I wanna know what you boys have been up to.’
‘Really? That’s
it?’
‘That’s it.
Yeah.’
‘And what do we get in
return?’ This came from Roy, reaffirming his presence by joining
the banter.
‘You get to watch, if
you’re lucky.’ Sharon.
Rory and Jim laughed at
this, Sharon’s snipe bringing them onto her side a
little.
‘What do I get?’ Rory
asked, direct, as if the others suddenly weren’t involved, weren’t
there. ‘What does Rory get?’ He had moved in close again and I
wondered if we’d get a repeat of earlier, but Sharon stood her
ground.
‘If you’ve heard my
reputation,’ she replied, taking the can from him again, taking
another swig, swallowing easily this time, ‘then surely you don’t
need to ask.’
Rory turned back to Jim,
grinning and shrugged.
‘Sounds like it could be
fun. What do you think, Jim?’
‘Think you
could be right, Rory.
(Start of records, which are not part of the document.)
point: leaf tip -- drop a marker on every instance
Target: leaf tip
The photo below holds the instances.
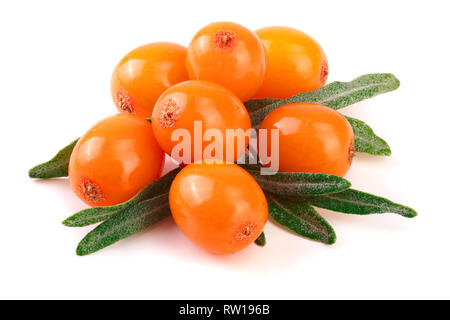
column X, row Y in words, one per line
column 332, row 238
column 408, row 212
column 33, row 172
column 81, row 250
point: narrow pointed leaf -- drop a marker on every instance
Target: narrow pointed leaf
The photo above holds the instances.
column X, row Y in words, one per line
column 301, row 219
column 358, row 202
column 128, row 222
column 366, row 140
column 261, row 240
column 335, row 95
column 58, row 166
column 97, row 214
column 298, row 183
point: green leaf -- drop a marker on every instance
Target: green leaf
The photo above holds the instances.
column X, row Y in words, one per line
column 335, row 95
column 130, row 221
column 96, row 214
column 58, row 166
column 366, row 140
column 301, row 219
column 298, row 183
column 261, row 240
column 358, row 202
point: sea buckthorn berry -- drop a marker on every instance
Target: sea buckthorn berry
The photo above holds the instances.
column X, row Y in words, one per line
column 312, row 138
column 198, row 107
column 144, row 73
column 295, row 63
column 114, row 160
column 219, row 207
column 230, row 55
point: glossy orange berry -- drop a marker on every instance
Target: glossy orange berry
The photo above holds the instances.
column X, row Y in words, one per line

If the
reputation
can be lived up to, might
be worth telling her what we know.’
Rory turned back to
Sharon.
‘What is it you want to
know?’
This time Sharon didn’t
shrug, wasn’t evasive, but came right out with the
question.
‘I want to know why you
killed Crinky.’
Rory stepped
back, as if stunned by the question. He wasn’t expecting this. But
he quickly recovered himself, and covered up any hesitation by
laughing. He gave Jim a nudge, as if to get him to join in. But Jim
just looked nervous. In turn, Roy and Clint began to look about
themselves, checking who else might be in the shadows:
it was just Sharon Tankard in there with them,
wasn’t it?
‘So, if I tell you what I
know, you’ll deliver the goods?’ Rory asked, suddenly edgy, but
still laughing. His voice became a little louder, as if he wanted
it to carry. As if he wanted everyone to hear him. As if he knew it
wasn’t just Sharon who wanted to hear him. He glanced at Jim and
pointed upwards. It was a swift movement, quick enough that only
Jim saw. So, they had rumbled the Tankard boys.
‘I said I
would.’
‘And you want
to know about fat old Crinky Crunkle? A stupid fat old pervert with
an equally stupid name. And you think we killed him? And if I tell
you that we did –
if
I tell you – you still expect to me to believe I’ll get what
I’m owed.’
‘Yes.’
‘Really?’ He delivered
the question whilst looking up, checking the holes in the ceiling,
trying to locate the brothers he believed were above him somewhere.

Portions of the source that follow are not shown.